During Brian’s time at LIFT, the organization served more than 1,000 families annually across four markets, most recently with 92% of families demonstrating progress on financial indicators. Due to this success, LIFT was selected as a demonstration project for a randomized control trial (RCT) by the U.S. Department of Health and Human Services (HHS), to inform practices for application to the TANF system. Brian has presented on findings-to-date several times, including as a panelist at the 20th Annual Research and Evaluation Conference on Self-Sufficiency (RECS) hosted by HHS. He has regularly represented LIFT externally, including a 2021 Inauguration Day of Service webinar on how the social safety net can better serve families, and for Mathematica’s “On the Evidence” podcast on the promise of coaching and navigation models for advancing economic mobility. 
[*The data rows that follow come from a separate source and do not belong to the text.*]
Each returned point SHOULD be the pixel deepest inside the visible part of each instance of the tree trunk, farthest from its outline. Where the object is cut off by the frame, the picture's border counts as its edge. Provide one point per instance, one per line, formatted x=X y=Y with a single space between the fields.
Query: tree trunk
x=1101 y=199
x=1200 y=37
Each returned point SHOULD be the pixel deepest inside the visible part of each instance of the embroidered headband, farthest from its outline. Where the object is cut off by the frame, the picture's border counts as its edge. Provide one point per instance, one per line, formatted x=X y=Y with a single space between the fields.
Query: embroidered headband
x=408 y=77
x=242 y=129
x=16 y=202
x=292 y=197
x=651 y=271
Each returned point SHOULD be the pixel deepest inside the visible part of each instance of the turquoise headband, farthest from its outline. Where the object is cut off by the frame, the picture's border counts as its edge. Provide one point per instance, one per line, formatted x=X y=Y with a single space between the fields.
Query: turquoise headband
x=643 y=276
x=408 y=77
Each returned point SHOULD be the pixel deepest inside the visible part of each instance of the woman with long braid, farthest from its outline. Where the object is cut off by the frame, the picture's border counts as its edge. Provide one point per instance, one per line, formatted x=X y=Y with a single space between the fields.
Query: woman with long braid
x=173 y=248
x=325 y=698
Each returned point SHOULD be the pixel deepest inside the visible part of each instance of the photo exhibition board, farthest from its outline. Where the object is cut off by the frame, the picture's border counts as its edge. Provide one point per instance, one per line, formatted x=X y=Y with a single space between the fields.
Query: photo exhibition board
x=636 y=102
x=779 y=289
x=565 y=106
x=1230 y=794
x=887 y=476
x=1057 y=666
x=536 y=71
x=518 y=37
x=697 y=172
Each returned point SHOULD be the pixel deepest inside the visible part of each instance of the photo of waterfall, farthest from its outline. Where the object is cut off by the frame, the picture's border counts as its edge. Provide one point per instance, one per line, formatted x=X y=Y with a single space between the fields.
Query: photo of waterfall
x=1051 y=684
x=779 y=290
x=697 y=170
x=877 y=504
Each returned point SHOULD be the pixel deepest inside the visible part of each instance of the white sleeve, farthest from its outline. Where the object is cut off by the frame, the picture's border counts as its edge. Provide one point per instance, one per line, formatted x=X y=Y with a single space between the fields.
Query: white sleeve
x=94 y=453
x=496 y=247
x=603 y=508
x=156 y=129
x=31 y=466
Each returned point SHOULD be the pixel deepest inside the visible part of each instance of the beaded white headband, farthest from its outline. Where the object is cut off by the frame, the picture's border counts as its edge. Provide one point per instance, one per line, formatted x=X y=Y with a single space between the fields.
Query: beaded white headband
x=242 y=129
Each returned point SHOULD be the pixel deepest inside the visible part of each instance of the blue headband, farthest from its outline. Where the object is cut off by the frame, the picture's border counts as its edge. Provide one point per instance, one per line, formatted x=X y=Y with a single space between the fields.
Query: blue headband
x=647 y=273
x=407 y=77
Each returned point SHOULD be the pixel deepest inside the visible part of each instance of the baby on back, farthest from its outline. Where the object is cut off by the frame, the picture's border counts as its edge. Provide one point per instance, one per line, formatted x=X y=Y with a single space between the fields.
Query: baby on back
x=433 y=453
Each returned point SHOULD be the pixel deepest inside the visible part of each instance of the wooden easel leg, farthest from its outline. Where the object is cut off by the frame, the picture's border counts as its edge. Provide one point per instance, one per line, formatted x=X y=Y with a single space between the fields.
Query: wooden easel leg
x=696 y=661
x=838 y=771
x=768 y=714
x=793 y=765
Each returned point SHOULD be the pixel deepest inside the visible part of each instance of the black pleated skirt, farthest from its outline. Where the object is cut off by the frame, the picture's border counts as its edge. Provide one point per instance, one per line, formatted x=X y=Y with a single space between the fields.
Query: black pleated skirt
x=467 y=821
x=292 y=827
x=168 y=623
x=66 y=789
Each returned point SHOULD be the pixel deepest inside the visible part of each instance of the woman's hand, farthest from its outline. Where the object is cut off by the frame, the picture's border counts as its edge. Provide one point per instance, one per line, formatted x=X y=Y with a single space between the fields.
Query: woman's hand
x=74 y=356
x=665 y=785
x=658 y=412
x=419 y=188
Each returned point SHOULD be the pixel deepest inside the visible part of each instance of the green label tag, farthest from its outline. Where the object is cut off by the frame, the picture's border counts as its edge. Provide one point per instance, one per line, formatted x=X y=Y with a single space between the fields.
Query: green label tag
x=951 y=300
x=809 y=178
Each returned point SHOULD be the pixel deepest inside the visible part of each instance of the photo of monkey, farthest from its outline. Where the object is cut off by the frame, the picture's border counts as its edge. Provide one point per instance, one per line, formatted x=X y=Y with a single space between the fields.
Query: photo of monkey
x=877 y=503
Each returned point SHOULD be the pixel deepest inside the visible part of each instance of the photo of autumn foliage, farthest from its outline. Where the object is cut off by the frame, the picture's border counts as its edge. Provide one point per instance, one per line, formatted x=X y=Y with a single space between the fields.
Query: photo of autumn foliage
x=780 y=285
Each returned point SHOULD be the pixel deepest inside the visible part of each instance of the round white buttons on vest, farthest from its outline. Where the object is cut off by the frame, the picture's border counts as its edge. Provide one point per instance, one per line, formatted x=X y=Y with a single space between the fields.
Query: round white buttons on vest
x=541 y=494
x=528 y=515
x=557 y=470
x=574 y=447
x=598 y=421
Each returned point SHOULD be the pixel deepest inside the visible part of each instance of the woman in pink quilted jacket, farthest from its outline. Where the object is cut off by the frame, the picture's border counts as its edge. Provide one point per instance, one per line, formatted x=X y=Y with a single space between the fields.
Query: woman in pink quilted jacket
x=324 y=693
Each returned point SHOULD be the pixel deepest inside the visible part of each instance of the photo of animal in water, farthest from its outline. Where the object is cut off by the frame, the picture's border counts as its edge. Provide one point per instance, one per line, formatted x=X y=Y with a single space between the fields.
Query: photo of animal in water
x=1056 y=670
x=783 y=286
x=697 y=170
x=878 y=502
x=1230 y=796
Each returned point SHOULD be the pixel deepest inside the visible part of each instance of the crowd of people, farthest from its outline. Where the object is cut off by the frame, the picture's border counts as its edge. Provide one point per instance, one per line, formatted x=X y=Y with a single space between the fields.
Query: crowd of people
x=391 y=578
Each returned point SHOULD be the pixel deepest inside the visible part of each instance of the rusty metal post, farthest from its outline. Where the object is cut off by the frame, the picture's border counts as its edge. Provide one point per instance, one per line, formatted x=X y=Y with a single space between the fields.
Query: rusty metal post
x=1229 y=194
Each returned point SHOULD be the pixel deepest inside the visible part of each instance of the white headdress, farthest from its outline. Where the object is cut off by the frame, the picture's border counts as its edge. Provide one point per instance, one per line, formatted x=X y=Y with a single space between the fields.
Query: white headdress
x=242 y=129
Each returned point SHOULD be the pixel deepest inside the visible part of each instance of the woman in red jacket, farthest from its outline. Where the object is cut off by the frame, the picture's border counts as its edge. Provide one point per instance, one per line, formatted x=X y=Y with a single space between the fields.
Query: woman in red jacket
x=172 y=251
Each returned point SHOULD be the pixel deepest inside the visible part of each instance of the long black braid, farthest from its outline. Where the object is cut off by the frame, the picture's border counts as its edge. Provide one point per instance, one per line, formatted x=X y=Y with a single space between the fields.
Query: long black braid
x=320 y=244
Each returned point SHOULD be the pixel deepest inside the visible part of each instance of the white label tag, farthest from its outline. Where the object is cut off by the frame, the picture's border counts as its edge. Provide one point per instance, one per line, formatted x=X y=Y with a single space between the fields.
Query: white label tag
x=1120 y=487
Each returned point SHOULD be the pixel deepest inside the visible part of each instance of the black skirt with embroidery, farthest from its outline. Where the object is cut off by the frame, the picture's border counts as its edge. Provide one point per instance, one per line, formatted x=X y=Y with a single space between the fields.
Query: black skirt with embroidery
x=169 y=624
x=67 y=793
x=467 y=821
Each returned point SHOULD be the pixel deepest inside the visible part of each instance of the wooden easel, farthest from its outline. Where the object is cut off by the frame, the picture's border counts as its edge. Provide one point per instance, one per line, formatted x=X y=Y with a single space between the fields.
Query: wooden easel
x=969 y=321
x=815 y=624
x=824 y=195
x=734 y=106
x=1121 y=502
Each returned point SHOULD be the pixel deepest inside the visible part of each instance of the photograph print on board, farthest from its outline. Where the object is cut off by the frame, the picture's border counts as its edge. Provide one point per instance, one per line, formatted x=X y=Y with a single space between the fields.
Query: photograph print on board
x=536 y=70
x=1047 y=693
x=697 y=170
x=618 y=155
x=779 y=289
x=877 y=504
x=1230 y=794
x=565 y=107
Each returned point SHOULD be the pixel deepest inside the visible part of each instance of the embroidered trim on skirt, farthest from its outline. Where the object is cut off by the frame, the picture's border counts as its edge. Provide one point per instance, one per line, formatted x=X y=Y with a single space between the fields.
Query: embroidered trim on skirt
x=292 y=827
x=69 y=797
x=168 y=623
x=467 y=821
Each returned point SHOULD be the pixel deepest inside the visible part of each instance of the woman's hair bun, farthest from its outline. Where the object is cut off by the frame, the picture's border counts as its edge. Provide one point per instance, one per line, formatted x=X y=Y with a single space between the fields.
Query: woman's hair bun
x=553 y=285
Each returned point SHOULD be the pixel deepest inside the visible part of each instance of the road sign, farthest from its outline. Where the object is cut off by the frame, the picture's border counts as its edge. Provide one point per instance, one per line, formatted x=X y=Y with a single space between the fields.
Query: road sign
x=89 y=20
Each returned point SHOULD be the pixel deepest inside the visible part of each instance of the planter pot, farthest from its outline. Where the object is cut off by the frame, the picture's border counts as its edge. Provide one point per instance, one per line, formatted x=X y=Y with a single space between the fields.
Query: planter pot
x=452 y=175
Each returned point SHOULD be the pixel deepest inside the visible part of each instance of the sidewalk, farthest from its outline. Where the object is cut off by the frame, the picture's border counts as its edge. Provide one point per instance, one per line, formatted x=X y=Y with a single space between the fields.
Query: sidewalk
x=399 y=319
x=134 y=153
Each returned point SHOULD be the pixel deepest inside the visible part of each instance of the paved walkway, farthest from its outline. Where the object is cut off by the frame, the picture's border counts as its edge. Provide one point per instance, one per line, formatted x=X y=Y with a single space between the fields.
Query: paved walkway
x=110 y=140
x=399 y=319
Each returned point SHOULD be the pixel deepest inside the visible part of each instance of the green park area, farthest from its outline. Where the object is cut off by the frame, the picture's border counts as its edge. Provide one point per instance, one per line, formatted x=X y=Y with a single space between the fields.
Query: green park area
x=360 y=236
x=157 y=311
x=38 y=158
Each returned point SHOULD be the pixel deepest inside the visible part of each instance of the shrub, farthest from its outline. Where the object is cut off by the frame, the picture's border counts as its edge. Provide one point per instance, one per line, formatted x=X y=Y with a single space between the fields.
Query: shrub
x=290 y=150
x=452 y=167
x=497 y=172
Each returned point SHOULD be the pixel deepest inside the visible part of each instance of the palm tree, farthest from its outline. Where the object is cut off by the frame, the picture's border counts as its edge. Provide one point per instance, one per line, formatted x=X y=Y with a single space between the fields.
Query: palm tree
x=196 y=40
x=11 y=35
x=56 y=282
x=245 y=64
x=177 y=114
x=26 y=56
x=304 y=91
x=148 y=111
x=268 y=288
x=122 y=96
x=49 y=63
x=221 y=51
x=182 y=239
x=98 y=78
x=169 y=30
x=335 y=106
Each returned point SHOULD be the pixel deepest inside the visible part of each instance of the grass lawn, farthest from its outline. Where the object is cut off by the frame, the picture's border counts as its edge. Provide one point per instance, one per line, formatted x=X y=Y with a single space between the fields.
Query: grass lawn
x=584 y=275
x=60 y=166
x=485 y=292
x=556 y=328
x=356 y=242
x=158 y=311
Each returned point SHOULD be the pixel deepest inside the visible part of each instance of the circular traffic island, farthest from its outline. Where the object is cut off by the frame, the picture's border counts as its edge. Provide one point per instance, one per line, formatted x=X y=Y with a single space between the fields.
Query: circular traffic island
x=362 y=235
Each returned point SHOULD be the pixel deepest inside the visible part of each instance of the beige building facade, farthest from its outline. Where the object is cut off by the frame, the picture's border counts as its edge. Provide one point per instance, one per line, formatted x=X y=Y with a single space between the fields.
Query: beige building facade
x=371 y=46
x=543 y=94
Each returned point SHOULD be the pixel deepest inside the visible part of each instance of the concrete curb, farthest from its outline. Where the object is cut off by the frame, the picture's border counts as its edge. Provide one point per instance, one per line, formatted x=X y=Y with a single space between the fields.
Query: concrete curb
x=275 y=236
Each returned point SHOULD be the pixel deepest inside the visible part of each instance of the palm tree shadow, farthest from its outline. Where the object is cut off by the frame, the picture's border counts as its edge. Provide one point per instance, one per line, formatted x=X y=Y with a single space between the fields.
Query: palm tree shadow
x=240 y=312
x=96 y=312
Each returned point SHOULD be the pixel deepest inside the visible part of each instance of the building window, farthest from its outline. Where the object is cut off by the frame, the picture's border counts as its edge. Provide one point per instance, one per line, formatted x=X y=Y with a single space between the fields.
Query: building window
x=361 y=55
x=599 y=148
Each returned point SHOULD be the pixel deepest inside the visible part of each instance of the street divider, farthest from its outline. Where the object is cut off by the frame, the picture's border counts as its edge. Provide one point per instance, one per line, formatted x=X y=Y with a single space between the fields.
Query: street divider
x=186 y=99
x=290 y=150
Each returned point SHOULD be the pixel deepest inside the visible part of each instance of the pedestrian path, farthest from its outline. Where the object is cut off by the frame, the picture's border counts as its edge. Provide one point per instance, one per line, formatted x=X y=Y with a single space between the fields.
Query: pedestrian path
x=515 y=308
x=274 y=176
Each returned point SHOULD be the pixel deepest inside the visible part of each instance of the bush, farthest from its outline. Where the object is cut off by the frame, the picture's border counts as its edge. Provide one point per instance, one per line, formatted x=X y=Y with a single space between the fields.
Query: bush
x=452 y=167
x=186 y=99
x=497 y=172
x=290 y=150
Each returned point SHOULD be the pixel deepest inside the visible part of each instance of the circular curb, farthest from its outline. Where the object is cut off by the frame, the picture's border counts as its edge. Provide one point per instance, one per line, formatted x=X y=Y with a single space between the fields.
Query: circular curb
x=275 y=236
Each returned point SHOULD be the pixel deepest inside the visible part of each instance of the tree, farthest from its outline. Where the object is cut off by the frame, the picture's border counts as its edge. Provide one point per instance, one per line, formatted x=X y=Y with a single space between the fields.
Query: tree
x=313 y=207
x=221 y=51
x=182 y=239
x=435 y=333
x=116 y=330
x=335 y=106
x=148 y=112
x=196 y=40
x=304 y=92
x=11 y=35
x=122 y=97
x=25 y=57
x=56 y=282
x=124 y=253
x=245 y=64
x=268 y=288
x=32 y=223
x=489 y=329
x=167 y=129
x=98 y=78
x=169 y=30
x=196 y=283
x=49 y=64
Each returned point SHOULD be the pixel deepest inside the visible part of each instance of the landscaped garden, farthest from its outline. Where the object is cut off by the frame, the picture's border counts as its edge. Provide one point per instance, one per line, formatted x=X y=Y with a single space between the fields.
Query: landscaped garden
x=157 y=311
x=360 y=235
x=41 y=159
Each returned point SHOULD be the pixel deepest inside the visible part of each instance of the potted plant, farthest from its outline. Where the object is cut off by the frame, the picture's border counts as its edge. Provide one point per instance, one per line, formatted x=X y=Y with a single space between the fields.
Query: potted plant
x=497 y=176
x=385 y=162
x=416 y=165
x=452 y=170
Outside of LIFT, Brian engages in work to support immigrants. As a first-generation immigrant from Guatemala, he developed his advocacy skills early on as his family navigated hardships and opportunities and as his parents worked tirelessly to provide a better future for him and his sisters. This included barriers when it came time to apply for college due to his family’s petition for political asylum being unresolved for 14+ years. Brian and other community leaders organized and fought these unjust practices, with Brian serving as the lead plaintiff in the federal case Equal Access Education, et. al., vs. Merten, et. al. The lawsuit was successful at changing admissions policies at several colleges in Virginia. Since then, thousands of undocumented DREAMER students have attended those colleges, and arguments from the suit were used in other cases, including by the Obama administration to fight anti-immigrant policies in Arizona. Brian earned his U.S. citizenship in 2011, and graduated magna cum laude from Virginia Commonwealth University (VCU), where he earned awards for Outstanding Political Science Student and Excellence in Research. More recently, he has served as an English as a Second Language (ESL) instructor at Casa Chirilagua, a faith-based organization in Virginia. 

Through National Urban Fellows, Brian seeks to develop skills to make him a more effective advocate for economic mobility and social justice. He aims to elevate underrepresented voices, and to speak truth to power with intellect, persuasiveness, and heart.